I truly believe few things will change your life more than having a morning routine. I think every single human being can benefit from a morning routine, but if you want to be successful you must have a rigid process after stepping out of bed.
Ten years ago I started getting up early. I got up at 6:30am and after a few days my body adjusted and my productivity exploded. So I started getting up at 6am, then 5am, and for the past 10 years I’ve been getting up at 4am.
This allowed me to work on my fledgling consulting business while having a day job. The early hours I hustled then lifted, showered, ate and went off to work. By the time I punched in for the day job I’d been up for several hours, exercised, and was wired for the day. My coworkers would stagger in five minutes before the shift sipping coffee to wake up and eating greasy breakfast sandwiches. They would hide on the back of the sales floor because it was “too early” and they were still waking up while I greeted everyone that came in.
I outperformed and outsold them every day.
My favorite response — and the one I always get — when I tell people I get up at 4am is “Oh my God, what time to do you go to bed??” Getting up at 4am willfully is so alien to people.

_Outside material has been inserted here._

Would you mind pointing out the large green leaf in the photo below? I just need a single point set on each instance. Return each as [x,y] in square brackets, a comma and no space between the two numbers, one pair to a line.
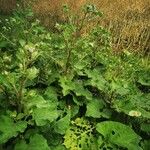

But even more important than productivity to me is starting the day on my terms. The first instinct for everyone when they wake is to grab their phone and check messages or email. If you do this, it’s over. You’ve lost your day. You will now spend the rest of your day in reactionary mode. You’re not the one in control.
I start the day on my terms and then the day reacts to me. I put off email and messages as long as I can — which, if you get up at 4am, means around 7am — and when I send them out it’s usually before people are up so I get all my correspondence out in one swoop and I can move on to the next thing. If you’re sending emails and messages while getting emails and messages it becomes a never ending loop. I like to say what I need to and move on to something else and pick up the conversation in a few hours.
Now, the routine part. Getting up early gives you the time to do the routine. The routine ensures productivity and training your brain in the way you want to use it. My productivity increases ten fold easily with a morning routine; by the time I’m running out of steam in the afternoon or my kids are wearing me out, I don’t fret because I’ve already been hyper productive early in the day. Make your routine around things that important to you or challenge you. The best part? You can always add/remove stuff and change it up. Want to try adding something new like meditation or Yoga? Find a spot for it.
My current daily morning routine:
- I mix one scoop of fruit punch flavored AdvoCare Spark into an ice cold glass of water that’s spent the night in the fridge.
- Do as many pushups as I can without stopping then immediately splash cold water on my face and neck (wakes me up instantly! No more “slowly waking up” that burns an hour of time)
- Write down 10 ideas in a journal (This is hard! But it unlocks my creativity and some really interesting things have come out). I borrowed the idea from James Altucher and loved it.
- 15 minutes of non-fiction (I read later in the day too, but I like to read something biographical or inspiring after writing down 10 ideas because by this point my brain is going full bore)
- 1 hour of learning (I’m taking courses on Coursera every morning 1 hour a day)
- 1 hour of exercise (Lifting weights or walking before the sun’s up)
This is about 3 hours blocked off every single morning. I start at 4am and by 7am my kids are up and the daily routine takes over. Notice that for those first three hours there’s no email, no messages or phone calls. The day can do whatever it wants to me afterwards but I’ve already conquered it. No matter what happens the rest of the day, I’ve put 3 hours of productivity, creative thinking, learning, and exercise in.
Want to change your life? Have a morning routine.